My hunch and a subsequent internet search confirmed that TSA is using millimeter wave body-imaging technology at the Miami International Airport. I saw a picture of the machine I was lead through. However I also read on the TSA website that use of this technology is supposed to be VOLUNTARY. Several places on the TSA website describe it as an alternative OPTION available for passengers.
At no point did the TSA agent tell me what the machine was doing. I was not told of any other options available to me such as a pat down or wand. There were no signs informing passengers that they were being x-rayed/wave scanned for viewing of them naked at a remote location.
I never would have willingly entered that machine had I known in advance what it was. In my opinion, this technology should not be used at all, but if it is, TSA needs to do a better job on site of disclosing its actions and the capabilities of its equipment. TSA also should make advising passengers of their rights a high priority.
I’ve corresponded with Peter Pietra, the TSA’s Privacy Officer, and he disputes the absence of signs at the Miami airport. I think he’s done a creditable job of trying to build privacy protections into this system. You can find information on the millimeter wave strip-search technology here and here.

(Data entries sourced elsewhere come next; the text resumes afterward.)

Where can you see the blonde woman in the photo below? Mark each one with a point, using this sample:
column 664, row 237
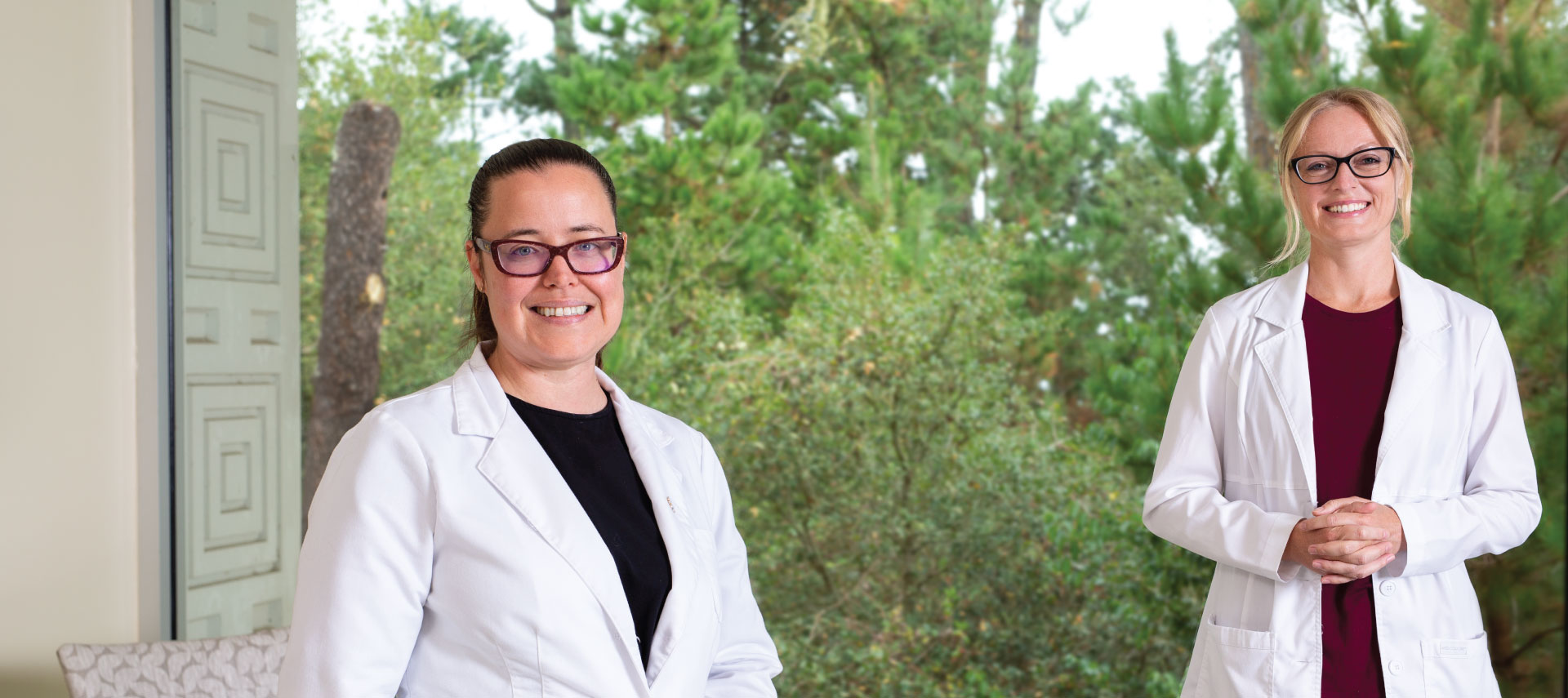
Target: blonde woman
column 1339, row 441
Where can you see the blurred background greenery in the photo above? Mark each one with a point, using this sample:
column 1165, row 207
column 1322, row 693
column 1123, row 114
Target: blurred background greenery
column 930, row 320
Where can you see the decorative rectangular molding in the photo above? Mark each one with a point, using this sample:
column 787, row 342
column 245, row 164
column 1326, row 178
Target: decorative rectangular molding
column 201, row 16
column 231, row 149
column 234, row 476
column 262, row 33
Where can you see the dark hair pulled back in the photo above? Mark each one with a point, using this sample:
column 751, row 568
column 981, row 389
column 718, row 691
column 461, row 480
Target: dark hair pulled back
column 532, row 156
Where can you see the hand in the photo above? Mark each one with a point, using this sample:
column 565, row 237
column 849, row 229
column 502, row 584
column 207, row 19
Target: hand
column 1351, row 538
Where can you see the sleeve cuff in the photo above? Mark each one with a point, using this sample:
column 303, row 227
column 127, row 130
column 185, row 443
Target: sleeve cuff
column 1280, row 527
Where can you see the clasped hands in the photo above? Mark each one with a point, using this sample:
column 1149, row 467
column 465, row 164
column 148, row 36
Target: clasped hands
column 1346, row 540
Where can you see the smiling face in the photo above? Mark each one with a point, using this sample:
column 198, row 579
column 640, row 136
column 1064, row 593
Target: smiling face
column 560, row 318
column 1348, row 211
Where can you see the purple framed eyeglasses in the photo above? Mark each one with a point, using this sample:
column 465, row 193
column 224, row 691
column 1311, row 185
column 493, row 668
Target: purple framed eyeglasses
column 528, row 258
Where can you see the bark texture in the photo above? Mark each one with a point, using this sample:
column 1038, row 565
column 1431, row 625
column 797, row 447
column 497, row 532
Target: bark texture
column 1259, row 143
column 353, row 294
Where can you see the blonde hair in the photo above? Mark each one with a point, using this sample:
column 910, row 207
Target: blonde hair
column 1385, row 122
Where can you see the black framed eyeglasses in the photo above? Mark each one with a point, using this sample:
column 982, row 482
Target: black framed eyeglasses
column 526, row 258
column 1374, row 162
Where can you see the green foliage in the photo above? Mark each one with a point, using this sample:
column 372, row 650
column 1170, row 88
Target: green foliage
column 1489, row 149
column 857, row 260
column 921, row 522
column 403, row 64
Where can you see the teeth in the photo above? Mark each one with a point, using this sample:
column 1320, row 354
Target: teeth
column 562, row 311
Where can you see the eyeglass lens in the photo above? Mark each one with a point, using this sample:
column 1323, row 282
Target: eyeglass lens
column 1365, row 163
column 584, row 258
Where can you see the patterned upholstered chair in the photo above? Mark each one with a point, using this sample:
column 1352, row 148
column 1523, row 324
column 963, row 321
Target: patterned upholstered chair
column 225, row 667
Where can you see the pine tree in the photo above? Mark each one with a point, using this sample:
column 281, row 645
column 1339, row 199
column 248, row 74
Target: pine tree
column 1489, row 129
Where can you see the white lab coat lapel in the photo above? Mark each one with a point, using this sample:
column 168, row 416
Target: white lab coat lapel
column 1419, row 364
column 662, row 480
column 1283, row 358
column 519, row 469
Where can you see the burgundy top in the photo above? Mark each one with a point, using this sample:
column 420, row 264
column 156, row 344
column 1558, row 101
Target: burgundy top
column 1351, row 361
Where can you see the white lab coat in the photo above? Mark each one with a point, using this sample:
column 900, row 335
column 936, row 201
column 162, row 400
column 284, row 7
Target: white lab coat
column 448, row 558
column 1236, row 471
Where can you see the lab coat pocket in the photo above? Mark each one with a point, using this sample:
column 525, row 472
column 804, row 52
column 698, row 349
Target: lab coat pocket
column 1236, row 662
column 1459, row 669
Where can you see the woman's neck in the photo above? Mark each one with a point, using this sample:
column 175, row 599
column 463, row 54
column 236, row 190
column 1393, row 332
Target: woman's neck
column 574, row 389
column 1353, row 279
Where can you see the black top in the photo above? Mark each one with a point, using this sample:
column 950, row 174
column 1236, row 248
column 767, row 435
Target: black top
column 591, row 456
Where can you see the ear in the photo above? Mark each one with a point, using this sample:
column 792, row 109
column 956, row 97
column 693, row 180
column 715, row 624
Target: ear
column 475, row 264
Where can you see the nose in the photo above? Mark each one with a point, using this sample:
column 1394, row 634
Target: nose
column 559, row 273
column 1344, row 178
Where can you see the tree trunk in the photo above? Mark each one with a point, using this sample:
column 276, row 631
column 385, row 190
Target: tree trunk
column 1259, row 143
column 565, row 49
column 353, row 296
column 1026, row 51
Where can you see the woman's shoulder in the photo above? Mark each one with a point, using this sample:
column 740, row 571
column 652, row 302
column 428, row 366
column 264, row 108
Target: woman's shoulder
column 659, row 424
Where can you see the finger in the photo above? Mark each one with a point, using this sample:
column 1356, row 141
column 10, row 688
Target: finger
column 1363, row 556
column 1338, row 549
column 1333, row 568
column 1361, row 507
column 1338, row 518
column 1334, row 504
column 1356, row 534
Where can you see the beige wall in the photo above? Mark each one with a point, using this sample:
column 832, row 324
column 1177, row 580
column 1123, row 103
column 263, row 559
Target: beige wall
column 68, row 362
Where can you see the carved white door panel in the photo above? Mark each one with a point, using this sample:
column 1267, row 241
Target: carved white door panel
column 237, row 328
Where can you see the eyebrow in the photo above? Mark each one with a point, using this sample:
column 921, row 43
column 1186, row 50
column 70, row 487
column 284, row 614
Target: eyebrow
column 1363, row 146
column 530, row 231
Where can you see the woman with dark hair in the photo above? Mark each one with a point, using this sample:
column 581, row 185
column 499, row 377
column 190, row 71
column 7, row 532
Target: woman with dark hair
column 524, row 527
column 1341, row 439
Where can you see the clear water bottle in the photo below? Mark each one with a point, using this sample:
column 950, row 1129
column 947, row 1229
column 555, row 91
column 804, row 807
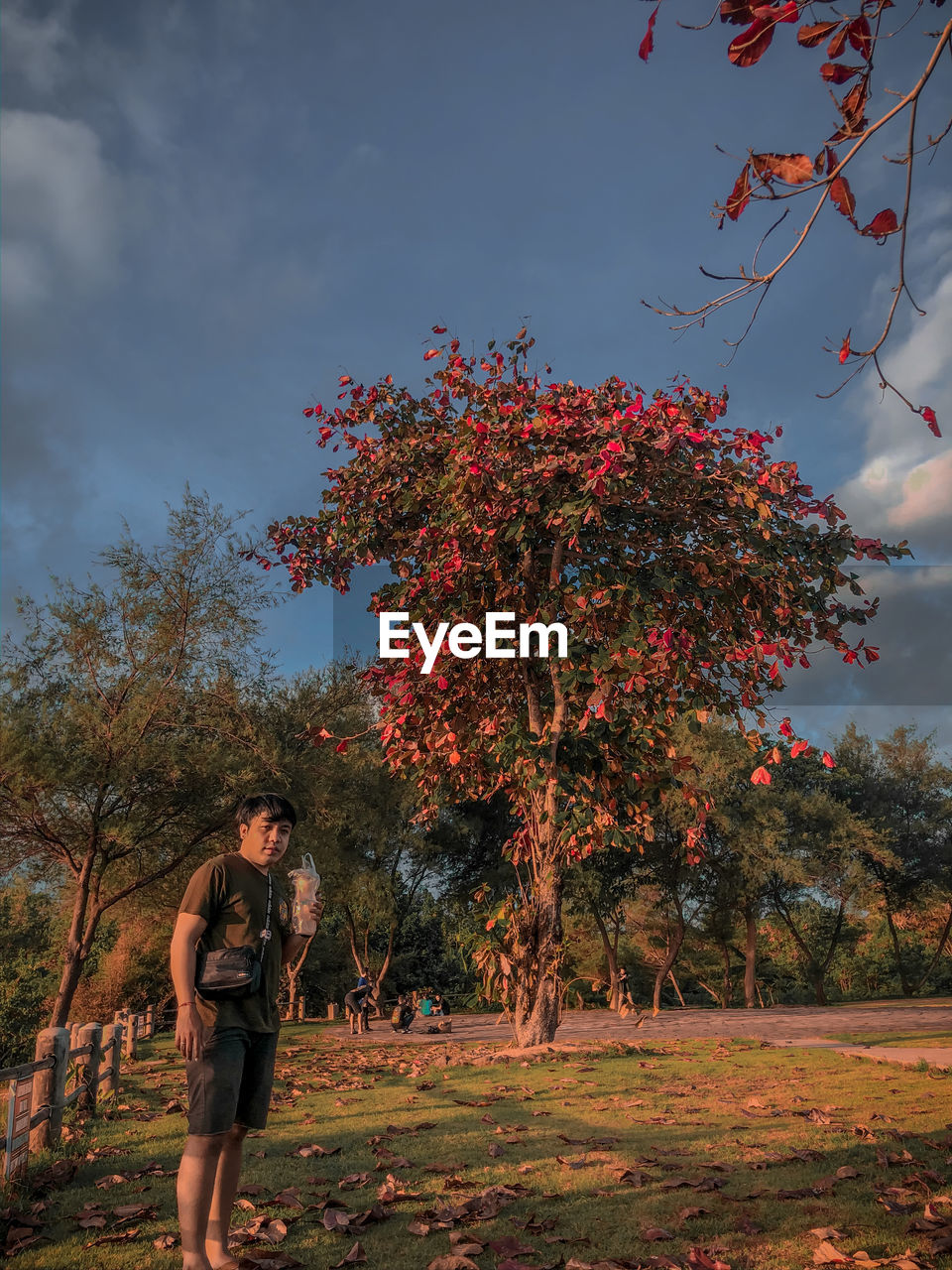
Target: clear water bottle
column 306, row 881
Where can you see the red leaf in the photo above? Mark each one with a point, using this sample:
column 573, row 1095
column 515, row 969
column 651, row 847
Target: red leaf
column 929, row 416
column 740, row 194
column 852, row 109
column 749, row 46
column 737, row 12
column 812, row 36
column 881, row 225
column 792, row 169
column 837, row 45
column 842, row 195
column 835, row 72
column 648, row 42
column 860, row 37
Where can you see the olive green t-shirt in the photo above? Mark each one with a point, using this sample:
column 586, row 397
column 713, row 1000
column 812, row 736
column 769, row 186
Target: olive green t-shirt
column 232, row 897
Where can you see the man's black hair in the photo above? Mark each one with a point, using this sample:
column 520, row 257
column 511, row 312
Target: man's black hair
column 275, row 807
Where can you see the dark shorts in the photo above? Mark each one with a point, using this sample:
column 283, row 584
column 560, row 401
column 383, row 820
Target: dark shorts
column 231, row 1083
column 354, row 1005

But maybe it’s not enough. We’re talking about trying to maintain privacy with a technology that’s fundamentally intrusive.
Back to Robyn Blumner:
Here is the inevitable: You give people with routine jobs the ability to rummage around in other people’s intimate lives — innocent people who are not suspected of anything — and bad stuff happens. Privacy goes out the window, boys will be boys, the rules, law and even the Constitution don’t stand a chance. Titillation trumps training, at least for some.
Why must we fight about this? Because we transferred so much more responsibility for airline security to the government in a knee-jerk reaction to the 9/11 attacks. This was a bad idea, for reasons I discussed at length in a March 2005 debate about airline security with Reason’s Bob Poole.
Instead of this lumpy, government-provided airline security, I said, “Airlines should be given clear responsibility for their own security and clear liability should they fail. Under these conditions, airlines would provide security, along with the best mix of privacy, savings, and convenience, in the best possible way.”
TSA is not balancing all these interests well. Government agencies are terrible at responding to consumers compared to businesses, whose bottom lines rely on it. As I said in the Reason piece, the fix to this problem is to rethink aviation security from the ground up. The TSA should be eliminated.